Step temp mask n ^ mask
Initial 5 0 -
Iteration 1 2 1 -
Iteration 2 1 3 -
Iteration 3 0 7 2

Result is 2.

Example 2: n = 7

Step temp mask n ^ mask
Initial 7 0 -
Iteration 1 3 1 -
Iteration 2 1 3 -
Iteration 3 0 7 0

Result is 0.

Example 3: n = 10

Step temp mask n ^ mask
Initial 10 0 -
Iteration 1 5 1 -
Iteration 2 2 3 -
Iteration 3 1 7 -
Iteration 4 0 15 5

Result is 5.

Complexity Analysis

Measure Complexity Explanation
Time O(log n) Each loop iteration shifts temp right, which happens log2(n) times
Space O(1) Only constant variables mask and temp are used

The complexity is efficient because we only iterate over the number of bits in n, which grows logarithmically with the size of the number.

Test Cases

# Provided examples
assert Solution().bitwiseComplement(5) == 2  # "101" -> "010"
assert Solution().bitwiseComplement(7) == 0  # "111" -> "000"
assert Solution().bitwiseComplement(10) == 5 # "1010" -> "0101"

# Edge cases
assert Solution().bitwiseComplement(0) == 1  # special case
assert Solution().bitwiseComplement(1) == 0  # single-bit number
assert Solution().bitwiseComplement(2) == 1  # "10" -> "01"

# Large numbers
assert Solution().bitwiseComplement(999999999) == 295279706  # test high end of constraint
Test Why
5 Normal small odd number
7 All ones in binary, result is zero
10 Even number with alternating bits
0 Edge case for zero
1 Single-bit number edge case
2 Smallest multi-bit number
999999999 Large number stress test

Edge Cases

  1. n = 0: The binary is a single 0. A naive implementation flipping bits of zero might return zero, but the complement should be 1. Our solution explicitly handles this case.
  2. n is a power of two minus one: Numbers like 1, 3, 7, 15 are all ones in binary.
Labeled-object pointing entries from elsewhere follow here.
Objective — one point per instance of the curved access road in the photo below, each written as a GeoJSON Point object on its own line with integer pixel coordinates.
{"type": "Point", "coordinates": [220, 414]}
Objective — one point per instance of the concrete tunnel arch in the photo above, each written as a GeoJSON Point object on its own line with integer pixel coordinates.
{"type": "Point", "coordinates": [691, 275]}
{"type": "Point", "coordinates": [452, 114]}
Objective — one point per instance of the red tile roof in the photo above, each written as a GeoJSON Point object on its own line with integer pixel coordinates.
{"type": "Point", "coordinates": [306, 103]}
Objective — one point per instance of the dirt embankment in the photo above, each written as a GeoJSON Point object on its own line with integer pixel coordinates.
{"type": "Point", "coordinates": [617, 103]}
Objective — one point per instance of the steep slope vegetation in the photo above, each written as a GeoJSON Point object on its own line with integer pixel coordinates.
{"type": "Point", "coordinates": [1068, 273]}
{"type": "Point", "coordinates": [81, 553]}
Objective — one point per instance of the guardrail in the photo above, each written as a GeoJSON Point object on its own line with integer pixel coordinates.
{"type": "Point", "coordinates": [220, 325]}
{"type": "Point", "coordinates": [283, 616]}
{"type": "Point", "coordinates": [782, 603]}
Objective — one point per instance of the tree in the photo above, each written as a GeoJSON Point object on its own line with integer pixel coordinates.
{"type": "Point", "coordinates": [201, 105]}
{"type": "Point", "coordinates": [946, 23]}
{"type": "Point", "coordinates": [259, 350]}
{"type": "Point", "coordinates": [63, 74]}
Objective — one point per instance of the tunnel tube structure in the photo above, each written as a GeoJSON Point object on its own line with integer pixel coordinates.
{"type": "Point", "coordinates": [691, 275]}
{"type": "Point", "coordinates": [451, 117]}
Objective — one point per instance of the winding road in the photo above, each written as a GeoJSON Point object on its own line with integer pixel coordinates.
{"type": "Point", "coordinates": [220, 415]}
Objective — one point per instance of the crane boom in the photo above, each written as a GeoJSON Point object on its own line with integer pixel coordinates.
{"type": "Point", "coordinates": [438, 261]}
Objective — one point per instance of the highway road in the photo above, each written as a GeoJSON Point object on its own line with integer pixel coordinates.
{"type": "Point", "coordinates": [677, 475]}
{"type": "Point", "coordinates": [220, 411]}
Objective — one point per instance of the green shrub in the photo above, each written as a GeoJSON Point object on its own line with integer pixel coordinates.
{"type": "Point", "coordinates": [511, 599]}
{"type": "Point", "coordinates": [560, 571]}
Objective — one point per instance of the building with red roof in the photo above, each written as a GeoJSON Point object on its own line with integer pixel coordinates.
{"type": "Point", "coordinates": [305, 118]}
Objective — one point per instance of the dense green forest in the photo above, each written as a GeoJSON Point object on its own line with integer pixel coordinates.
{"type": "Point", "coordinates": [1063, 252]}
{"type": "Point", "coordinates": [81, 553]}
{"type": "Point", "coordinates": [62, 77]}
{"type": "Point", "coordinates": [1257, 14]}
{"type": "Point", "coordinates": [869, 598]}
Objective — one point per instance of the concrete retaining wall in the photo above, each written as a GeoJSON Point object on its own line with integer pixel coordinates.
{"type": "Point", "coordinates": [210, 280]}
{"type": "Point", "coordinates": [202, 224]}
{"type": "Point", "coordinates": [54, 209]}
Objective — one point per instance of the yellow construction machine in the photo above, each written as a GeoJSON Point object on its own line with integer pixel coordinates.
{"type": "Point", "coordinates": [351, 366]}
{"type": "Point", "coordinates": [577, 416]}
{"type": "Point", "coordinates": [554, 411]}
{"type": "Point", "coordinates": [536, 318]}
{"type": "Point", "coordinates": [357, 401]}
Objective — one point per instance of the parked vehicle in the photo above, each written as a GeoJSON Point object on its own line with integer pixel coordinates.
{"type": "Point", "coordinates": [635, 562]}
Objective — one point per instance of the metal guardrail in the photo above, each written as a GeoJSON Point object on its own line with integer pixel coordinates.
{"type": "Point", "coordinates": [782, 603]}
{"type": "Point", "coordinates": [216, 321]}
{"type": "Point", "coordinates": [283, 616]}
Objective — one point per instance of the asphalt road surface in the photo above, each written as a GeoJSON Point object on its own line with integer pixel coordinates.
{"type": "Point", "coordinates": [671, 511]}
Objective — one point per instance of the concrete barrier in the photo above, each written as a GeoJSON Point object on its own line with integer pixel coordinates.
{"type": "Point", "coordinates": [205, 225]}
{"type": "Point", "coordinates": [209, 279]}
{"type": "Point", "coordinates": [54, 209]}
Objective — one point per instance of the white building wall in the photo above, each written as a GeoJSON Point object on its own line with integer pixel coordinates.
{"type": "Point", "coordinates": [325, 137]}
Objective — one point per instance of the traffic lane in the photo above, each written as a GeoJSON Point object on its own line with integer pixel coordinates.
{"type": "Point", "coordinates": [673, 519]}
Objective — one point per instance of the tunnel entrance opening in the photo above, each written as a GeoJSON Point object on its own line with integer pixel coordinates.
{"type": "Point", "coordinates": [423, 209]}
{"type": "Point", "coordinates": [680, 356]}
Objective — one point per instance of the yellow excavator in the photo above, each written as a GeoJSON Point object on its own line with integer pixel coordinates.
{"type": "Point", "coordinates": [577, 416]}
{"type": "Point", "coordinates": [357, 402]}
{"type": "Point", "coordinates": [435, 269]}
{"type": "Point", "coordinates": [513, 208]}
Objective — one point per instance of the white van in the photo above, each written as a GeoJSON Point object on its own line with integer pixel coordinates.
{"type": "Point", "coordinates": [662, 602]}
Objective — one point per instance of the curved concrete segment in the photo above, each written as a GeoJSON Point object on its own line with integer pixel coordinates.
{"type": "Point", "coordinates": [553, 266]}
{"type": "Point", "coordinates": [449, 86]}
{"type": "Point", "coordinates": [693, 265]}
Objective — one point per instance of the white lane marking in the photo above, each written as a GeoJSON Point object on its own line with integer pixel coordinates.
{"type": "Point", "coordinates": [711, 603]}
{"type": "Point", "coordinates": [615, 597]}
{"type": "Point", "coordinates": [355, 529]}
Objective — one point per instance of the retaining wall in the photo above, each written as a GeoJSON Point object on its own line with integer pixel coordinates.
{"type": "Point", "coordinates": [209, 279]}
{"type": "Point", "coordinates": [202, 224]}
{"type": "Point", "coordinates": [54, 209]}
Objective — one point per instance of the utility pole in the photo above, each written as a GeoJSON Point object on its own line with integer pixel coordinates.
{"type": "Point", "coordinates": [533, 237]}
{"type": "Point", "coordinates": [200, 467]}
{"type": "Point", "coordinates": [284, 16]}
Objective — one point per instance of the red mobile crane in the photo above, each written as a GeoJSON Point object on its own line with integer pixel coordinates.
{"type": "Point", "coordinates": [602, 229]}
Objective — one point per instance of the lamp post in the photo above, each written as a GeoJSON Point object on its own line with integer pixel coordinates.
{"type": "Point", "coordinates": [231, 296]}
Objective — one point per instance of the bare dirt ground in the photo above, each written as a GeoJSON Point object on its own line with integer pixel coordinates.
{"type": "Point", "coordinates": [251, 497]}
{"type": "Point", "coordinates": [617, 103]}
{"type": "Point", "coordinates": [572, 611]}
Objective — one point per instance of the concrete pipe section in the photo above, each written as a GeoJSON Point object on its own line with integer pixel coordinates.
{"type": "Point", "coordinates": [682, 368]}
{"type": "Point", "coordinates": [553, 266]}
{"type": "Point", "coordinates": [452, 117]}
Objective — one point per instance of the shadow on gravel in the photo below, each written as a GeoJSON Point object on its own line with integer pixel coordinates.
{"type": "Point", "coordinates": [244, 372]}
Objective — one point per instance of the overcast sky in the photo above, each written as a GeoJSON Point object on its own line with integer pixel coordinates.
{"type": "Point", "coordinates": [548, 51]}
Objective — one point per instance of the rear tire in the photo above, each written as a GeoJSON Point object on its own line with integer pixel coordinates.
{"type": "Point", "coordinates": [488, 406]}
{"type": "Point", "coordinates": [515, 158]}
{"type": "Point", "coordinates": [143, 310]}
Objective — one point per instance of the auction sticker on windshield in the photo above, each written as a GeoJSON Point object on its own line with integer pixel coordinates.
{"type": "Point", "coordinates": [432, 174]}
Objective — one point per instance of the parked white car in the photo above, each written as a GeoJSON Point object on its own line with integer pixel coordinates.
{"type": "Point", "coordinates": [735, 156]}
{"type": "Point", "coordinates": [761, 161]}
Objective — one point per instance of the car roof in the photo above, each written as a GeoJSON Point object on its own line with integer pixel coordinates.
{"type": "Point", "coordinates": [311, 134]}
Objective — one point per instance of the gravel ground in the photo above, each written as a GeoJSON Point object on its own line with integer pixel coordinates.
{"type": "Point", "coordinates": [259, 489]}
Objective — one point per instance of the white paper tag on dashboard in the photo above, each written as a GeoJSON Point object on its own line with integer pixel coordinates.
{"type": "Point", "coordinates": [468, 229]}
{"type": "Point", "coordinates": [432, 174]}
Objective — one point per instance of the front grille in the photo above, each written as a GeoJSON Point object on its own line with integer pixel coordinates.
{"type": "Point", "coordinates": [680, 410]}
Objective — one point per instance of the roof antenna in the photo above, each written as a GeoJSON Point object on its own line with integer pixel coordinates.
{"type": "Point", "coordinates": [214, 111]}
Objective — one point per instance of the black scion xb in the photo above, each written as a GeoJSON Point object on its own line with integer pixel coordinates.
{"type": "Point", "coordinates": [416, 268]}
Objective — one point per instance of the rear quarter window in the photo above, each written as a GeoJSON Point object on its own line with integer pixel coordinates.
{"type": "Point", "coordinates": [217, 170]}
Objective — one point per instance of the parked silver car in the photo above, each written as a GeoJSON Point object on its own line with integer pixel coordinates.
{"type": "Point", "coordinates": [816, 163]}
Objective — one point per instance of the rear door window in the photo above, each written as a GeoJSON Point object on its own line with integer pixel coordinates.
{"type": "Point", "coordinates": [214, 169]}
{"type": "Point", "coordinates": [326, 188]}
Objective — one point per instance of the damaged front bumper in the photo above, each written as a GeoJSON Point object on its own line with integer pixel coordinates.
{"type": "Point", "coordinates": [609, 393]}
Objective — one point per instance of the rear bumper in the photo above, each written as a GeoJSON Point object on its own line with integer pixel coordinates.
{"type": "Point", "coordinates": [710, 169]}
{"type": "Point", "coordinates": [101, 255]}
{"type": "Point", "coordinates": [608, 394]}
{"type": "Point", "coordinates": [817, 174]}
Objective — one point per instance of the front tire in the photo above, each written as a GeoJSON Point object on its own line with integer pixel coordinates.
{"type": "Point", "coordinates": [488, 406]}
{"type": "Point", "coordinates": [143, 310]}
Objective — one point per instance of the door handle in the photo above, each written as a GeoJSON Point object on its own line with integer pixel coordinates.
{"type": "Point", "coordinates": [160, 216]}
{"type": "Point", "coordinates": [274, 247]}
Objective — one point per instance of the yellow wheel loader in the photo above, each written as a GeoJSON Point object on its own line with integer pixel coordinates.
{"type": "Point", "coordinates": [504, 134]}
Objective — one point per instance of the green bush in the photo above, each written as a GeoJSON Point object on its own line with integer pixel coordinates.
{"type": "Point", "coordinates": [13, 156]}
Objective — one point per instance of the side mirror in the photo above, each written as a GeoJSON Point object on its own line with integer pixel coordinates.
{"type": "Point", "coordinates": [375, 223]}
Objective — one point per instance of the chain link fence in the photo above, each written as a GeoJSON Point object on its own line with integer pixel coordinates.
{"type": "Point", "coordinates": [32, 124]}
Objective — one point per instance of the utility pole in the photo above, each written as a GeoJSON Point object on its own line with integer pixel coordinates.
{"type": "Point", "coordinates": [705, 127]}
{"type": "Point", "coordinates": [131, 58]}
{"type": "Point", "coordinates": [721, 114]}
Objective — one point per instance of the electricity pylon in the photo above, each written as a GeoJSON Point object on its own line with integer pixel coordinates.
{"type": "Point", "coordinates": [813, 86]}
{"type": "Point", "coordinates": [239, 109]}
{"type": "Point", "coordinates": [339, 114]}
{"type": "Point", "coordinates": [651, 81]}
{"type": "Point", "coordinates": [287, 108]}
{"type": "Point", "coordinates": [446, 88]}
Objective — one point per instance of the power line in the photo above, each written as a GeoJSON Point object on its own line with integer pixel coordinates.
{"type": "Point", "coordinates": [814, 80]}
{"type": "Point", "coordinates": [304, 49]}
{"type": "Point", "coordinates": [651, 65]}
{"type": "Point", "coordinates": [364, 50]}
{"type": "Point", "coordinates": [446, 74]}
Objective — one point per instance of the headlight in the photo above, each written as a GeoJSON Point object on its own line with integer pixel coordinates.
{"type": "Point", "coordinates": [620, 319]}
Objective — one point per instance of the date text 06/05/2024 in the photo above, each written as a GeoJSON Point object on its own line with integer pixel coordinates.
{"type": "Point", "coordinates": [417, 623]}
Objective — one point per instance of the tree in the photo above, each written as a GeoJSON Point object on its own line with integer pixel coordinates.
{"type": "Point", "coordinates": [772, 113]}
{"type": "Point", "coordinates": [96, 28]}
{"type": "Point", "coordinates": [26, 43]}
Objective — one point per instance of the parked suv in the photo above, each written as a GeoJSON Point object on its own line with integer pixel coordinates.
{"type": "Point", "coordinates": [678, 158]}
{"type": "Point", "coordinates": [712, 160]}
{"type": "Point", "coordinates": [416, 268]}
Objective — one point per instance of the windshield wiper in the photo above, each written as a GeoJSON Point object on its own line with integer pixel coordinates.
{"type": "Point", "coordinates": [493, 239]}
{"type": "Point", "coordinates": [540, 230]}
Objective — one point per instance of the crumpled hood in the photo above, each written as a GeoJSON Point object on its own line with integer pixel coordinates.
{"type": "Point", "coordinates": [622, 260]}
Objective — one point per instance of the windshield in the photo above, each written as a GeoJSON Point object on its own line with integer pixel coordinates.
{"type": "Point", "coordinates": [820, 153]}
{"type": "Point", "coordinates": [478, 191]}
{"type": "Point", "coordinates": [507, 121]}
Flipping their bits produces 0. This tests that the mask construction correctly accounts for numbers with no zeros in their binary representation.
  3. Large numbers: Numbers close to 10^9 test that the solution handles many bits efficiently and does not rely on string conversion or recursion, which could be slow or memory intensive. The bitwise method handles this gracefully.